Chief Digital & Artificial Intelligence Office Celebrates First Year

The Chief Digital & Artificial Intelligence Office (CDAO) reached one year of operations this month with several achievements in creating, implementing, and steering digital transformation and artificial intelligence (AI) in the Department of Defense (DoD). 

Announced in December 2021, the CDAO was established on June 1, 2022. The CDAO made significant strides in setting policies, guidelines, and the structure to guide AI development in the DoD with the goal of enabling an enduring advantage for America’s armed forces. 

Within the first year, the CDAO achieved significant accomplishments, most importantly, introducing the foundation of defense AI systems, including an AI hierarchy of needs and the establishment of five strategic initiatives that outline the DoD’s path to AI-enablement in FY2023: digital talent management; improved data quality; AI/ML scaffolding; business performance metrics; and the Combined Joint All-Domain Command & Control (CJADC2) system. 

Digital Talent Management – The CDAO was designated as the DoD’s Functional Workforce Manager for data, analytics, and AI personnel, allowing the CDAO to set standards for the digital workforce. It established an executive training program to increase our senior leaders’ digital literacy. The CDAO also launched a pilot program for 1,500 employees to expand access to MIT Horizon’s library of resources to improve digital literacy across the DoD.

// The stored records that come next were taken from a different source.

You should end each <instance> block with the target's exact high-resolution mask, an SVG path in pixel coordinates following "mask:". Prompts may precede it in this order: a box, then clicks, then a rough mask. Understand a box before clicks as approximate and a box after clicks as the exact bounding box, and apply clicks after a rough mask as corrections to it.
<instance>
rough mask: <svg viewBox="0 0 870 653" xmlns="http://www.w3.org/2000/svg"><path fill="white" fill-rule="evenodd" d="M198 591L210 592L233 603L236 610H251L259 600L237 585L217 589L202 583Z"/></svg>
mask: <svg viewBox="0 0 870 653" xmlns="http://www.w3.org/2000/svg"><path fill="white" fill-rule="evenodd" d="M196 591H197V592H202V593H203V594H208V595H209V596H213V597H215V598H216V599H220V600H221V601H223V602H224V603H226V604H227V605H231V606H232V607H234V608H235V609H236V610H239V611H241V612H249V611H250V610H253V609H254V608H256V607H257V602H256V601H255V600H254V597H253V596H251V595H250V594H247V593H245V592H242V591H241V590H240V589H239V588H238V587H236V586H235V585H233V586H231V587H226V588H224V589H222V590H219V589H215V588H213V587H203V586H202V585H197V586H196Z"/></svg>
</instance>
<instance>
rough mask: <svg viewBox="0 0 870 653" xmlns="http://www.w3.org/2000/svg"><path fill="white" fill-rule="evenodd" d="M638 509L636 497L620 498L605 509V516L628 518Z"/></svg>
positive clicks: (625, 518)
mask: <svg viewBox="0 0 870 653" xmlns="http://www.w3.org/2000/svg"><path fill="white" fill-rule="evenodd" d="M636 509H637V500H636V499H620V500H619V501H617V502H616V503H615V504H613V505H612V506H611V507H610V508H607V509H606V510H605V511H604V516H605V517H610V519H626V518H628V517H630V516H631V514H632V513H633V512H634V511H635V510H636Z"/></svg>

Improved Data Quality – The Maritime Object Collection project collected 17TB of Coast Guard Air Stations, annotated and labelled over 12,800 images and launched Phase 3 of its plan to develop AI models for use in manned and unmanned aircraft to enable the rapid detection and classification of specific maritime targets. Project Harbinger achieved a significant milestone in the past year by partnering with industry to develop advanced machine learning algorithms for detecting acoustic energies. And finally, the Publicly Available Information (PAI) project has explored overseas open-source information. These models review over 15 million posts daily and filter them down to 100-200 ones of interest, dramatically increasing the efficiency of intelligence analysts.

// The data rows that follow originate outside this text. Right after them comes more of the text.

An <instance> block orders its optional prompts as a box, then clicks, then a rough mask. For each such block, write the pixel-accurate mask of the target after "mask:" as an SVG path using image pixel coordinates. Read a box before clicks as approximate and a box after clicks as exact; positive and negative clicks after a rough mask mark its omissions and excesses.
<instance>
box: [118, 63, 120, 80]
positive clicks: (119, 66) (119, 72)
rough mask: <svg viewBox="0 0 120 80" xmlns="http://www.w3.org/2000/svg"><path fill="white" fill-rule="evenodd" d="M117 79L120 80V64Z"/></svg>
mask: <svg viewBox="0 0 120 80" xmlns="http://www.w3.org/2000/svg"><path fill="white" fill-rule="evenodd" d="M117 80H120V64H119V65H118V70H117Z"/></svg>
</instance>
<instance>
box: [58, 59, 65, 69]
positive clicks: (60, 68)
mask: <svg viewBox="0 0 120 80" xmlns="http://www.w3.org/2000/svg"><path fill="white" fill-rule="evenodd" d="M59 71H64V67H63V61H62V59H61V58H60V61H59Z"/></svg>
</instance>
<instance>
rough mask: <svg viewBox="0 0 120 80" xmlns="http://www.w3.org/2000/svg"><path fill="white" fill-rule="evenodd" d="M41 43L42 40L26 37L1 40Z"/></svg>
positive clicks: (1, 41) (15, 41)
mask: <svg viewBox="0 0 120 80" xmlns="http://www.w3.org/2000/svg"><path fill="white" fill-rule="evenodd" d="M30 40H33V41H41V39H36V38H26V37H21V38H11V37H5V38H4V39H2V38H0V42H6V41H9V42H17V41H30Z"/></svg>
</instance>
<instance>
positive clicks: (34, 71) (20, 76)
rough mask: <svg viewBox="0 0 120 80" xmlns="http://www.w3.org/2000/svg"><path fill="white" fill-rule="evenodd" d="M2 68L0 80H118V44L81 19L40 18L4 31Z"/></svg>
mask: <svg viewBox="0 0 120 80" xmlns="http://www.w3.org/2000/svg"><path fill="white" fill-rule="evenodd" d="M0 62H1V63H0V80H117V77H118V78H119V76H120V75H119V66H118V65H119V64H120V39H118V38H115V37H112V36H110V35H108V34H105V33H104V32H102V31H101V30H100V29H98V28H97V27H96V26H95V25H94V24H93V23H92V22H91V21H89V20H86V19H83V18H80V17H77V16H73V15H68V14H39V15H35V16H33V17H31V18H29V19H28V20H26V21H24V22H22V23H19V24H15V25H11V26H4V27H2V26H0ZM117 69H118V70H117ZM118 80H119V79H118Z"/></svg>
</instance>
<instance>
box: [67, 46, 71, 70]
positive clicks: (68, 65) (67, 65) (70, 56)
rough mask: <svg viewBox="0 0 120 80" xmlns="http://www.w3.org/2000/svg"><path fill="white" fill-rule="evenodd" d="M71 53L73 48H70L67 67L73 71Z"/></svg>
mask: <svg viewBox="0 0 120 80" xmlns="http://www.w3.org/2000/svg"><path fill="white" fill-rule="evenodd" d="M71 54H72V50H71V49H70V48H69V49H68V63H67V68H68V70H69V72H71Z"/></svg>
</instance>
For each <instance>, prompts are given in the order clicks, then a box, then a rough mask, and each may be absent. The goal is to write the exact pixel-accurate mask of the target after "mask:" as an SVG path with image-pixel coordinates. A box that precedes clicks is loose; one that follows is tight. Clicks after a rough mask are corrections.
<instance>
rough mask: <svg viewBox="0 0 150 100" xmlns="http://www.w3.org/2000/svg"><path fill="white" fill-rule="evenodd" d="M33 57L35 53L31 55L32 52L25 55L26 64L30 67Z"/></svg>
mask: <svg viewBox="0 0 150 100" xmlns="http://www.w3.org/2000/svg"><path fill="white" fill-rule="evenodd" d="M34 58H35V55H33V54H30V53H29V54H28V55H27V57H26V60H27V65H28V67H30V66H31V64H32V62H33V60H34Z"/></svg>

Business Performance Metrics – The CDAO increased use of the Advana business performance metrics platform from 40,000 registered users to over 72,000 in its first year, and has provided the Secretary and Deputy Secretary of Defense an analytics dashboard called PULSE that enables them to evaluate outcomes across the DoD significantly faster than before.

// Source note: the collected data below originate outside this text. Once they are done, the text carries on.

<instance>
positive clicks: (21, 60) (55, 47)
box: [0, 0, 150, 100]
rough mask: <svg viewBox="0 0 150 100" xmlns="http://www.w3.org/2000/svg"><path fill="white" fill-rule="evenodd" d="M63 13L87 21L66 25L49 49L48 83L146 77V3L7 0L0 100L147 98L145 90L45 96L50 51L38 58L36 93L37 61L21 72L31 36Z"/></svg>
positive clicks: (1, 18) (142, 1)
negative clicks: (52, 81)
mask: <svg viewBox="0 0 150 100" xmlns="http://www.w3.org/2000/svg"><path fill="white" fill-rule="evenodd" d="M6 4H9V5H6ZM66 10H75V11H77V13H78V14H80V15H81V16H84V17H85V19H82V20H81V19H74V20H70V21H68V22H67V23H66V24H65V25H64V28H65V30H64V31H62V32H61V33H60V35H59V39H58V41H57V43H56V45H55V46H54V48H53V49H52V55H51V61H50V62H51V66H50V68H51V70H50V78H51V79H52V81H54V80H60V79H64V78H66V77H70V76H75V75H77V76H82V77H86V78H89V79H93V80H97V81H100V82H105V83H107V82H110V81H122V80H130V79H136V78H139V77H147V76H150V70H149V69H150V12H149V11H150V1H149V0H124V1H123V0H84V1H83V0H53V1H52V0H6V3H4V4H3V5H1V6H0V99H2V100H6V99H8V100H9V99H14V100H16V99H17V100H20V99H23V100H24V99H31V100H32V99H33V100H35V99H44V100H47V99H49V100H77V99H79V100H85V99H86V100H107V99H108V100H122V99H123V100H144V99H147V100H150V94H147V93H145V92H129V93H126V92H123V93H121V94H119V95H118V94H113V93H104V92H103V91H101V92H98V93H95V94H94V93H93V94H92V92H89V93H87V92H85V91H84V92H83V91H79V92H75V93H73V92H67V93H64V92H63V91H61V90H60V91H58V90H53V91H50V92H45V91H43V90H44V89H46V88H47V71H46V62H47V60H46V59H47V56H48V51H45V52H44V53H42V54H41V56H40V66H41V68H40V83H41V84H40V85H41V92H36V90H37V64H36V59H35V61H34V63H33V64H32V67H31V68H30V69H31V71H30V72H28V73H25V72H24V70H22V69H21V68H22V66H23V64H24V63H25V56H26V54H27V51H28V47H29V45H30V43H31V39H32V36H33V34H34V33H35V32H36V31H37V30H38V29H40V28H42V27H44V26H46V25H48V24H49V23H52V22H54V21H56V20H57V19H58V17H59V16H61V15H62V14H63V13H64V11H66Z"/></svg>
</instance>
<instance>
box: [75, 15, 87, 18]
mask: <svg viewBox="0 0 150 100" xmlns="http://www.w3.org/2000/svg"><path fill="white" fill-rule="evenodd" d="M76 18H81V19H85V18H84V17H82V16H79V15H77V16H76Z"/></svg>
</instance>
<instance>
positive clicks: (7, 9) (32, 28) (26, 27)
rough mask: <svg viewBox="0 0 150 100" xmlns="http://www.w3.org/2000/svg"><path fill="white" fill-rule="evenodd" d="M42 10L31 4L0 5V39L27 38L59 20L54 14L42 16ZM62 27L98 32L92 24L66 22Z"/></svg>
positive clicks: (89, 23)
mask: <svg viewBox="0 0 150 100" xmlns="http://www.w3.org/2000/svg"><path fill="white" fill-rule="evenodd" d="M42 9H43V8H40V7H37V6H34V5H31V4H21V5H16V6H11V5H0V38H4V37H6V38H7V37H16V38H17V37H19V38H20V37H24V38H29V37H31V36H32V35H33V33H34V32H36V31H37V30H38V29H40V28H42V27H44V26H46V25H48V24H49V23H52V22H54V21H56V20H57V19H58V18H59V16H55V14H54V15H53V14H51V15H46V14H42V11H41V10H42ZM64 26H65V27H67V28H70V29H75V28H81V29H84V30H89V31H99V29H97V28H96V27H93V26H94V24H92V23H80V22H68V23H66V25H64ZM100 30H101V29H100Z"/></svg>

CJADC2 – The CDAO continues to provide key support to CJADC2, including the continued development of the data integration layer and developing mature software tools to digitize battle management. Also, the CDAO has continued the Global Information Dominance Experiments (GIDE) to test and advance the digital infrastructure of AI systems. GIDE V was completed in January and GIDE VI is currently in progress.

"Our goal was to set the conditions and environment for the Department to tackle the monumental task of transforming its data to make AI systems possible," said Dr. Craig Martell, Chief Digital & Artificial Intelligence Officer. "We’re excited about the momentum we have built and look forward to getting closer to our goal of AI enablement in our second year."

The CDAO’s partnership with industry provides the DoD an advantage in AI development. The CDAO continues the Tradewind acquisition program, designed with small business innovation in mind, that has provided nearly 300 solutions to its data and data integration problems, 96% of which came from small businesses. The CDAO also introduced the “TryAI” program, which enables the DoD to test industry solutions quickly before initiating a purchasing action.

Guiding the CDAO’s strategic initiatives has been its commitment to responsible and trusted AI development. The office is instrumental in assisting the Deputy Secretary of Defense to publish the DoD Responsible AI Strategy & Implementation Guidelines and established tenets that will ensure that AI systems are continuously checked and verified, and decisions can be traced to identify and eliminate biases in the data.